Derrière cette prescription qui aurait pu relever du charlatanisme gourouiforme du développement personnel assaisonné d’ayurvédisme de synthèse, se tient un choix de vie. Ralentir. (« Ralentir » est d’ailleurs une autre bd, parue en 2017 que l’on doit à Alexis Horellou et Delphine Le Lay, déjà chroniquée sur feu SL.)

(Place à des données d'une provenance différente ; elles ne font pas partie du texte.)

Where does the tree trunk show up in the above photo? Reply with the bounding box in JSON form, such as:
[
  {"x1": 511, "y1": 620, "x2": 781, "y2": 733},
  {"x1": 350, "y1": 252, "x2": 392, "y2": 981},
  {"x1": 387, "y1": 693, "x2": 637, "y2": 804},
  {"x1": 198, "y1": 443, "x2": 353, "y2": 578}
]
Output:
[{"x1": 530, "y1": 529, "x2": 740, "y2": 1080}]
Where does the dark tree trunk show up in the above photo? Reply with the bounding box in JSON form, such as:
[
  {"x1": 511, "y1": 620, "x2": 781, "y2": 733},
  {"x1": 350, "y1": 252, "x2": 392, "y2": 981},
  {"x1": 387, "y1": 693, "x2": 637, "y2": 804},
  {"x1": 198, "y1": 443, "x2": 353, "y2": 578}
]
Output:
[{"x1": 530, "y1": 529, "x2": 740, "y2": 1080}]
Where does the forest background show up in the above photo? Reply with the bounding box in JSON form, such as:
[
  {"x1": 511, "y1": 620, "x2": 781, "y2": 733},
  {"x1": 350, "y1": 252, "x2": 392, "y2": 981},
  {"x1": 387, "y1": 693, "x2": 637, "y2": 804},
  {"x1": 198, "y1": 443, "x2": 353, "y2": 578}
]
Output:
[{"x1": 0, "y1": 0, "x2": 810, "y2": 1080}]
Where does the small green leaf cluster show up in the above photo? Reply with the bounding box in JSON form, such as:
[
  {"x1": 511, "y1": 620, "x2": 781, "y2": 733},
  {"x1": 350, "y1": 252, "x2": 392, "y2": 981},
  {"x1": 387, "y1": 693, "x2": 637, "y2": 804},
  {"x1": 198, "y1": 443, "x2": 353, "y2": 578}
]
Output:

Mais l’exact opposé de ralentir n’est pas accélérer. C’est produire. Ce P. si vital qu’il décide, quand il est brut, du niveau de richesse d’un pays. Comme si production valait civilisation. Produire, « quoi qu’il en coûte », des contenus, des contenants, des informations vraies ou fausses peu importe – ce qui compte est d’être au centre de la toile quitte à faire n’importe quoi, à dire n’importe quoi, à écrire des chansons toujours plus nombreuses mais toujours plus mièvres pour ne -surtout pas !- être mis de côté, invisibilisé. Produire. Le déversoir de créations humaines dont il restera si peu à notre fin.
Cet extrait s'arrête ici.